その後は信也が色々な話をし、少しでも真理の気を紛らわせようとしていたがお昼になり、信也は食事をしに一度病院を出た。
真理も運ばれてきた食事を取り、ベットに横になり休んでいた。
そして…いつの間にか眠っていたらしく、気がつくと信也がベット横の椅子に座り雑誌を読んでいた。
「あっ…まーちゃん、起きた?」
「うん…しん君、いつの間に帰ってきてたの?」
「ん?…えぇ~と、20分くらい前かなぁ?」
腕時計をチラッと見ながら信也は答えた。
「今日は面会ギリまでそばにいるから…明日も休みとってるから朝一で来るからね…」
「ぅん…ありがと…でも、無理しないでね…」
「なんで無理だと思うんだよ…俺がまーちゃんのそばにいたいんだから、いいんだよ…」
少し意地毛たような口調で、信也は言った。
「わかった…ごめんね、ありがとう…」
目を細めてクスッ…と笑いながら、真理は言った。
それから二人はリストノートに書いた内容の話や、退院したら行きたい場所、やりたい事などの話を色々とした。

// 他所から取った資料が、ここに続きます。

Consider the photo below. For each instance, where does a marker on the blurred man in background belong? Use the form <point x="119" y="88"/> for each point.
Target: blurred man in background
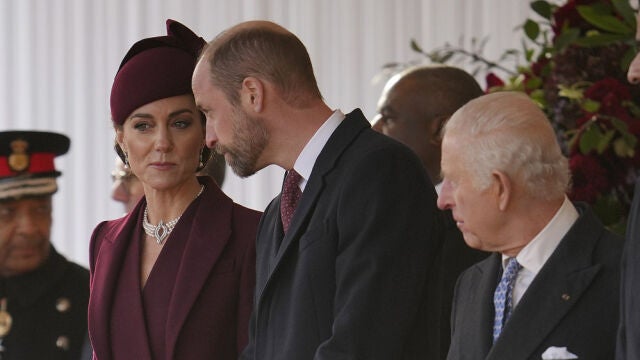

あれもこれもと言いだすときりがなかったが、楽しそうに話をする真理を愛おしそうに見つめながら、信也も笑顔で対応した。
そんな二人の元へ、看護師が声をかけてきた。
「仮屋崎さん、もうすぐ夕食の時間ですからね…あっ…ご家族の方はそろそろ、面会時間終わりますよ」
そう言うと看護師は信也に向かって軽く会釈して立ち去った。
「もうそんな時間かぁ…しょうがない、今日は帰るか…まーちゃんも食事の時間みたいだし…」
腕時計を見ながら信也は独り言のように言った。
「しん君は夕食どうすんの?大丈夫?何か買い物して帰るの?」
「あぁ~、今日は母さんと食事行く約束してるから…まーちゃんが居ない間は母さんが食事は作ってくれるって、言ってくれてるし…大丈夫だよ…」
「そっか…よかった…じゃぁ、お義母さんにも宜しく伝えといてね」
「ぉう…わかった…んじゃ、今日は帰るな…明日、また来るから…余計なこと考えずに、明日のためにゆっくり寝ろよ…」
そう言うと信也は真理の頭を優しく、ポンポン…と撫でた。
「もぅ…子供みたいに…ありがと…」
久しぶりの信也の頭ポンポンを、嬉しく思いながらも少し恥ずかしそうに真理は言った。
そんな真理の姿を察してか、信也は意地悪っぽく笑いながらもう一度、ポンポン…と撫でた。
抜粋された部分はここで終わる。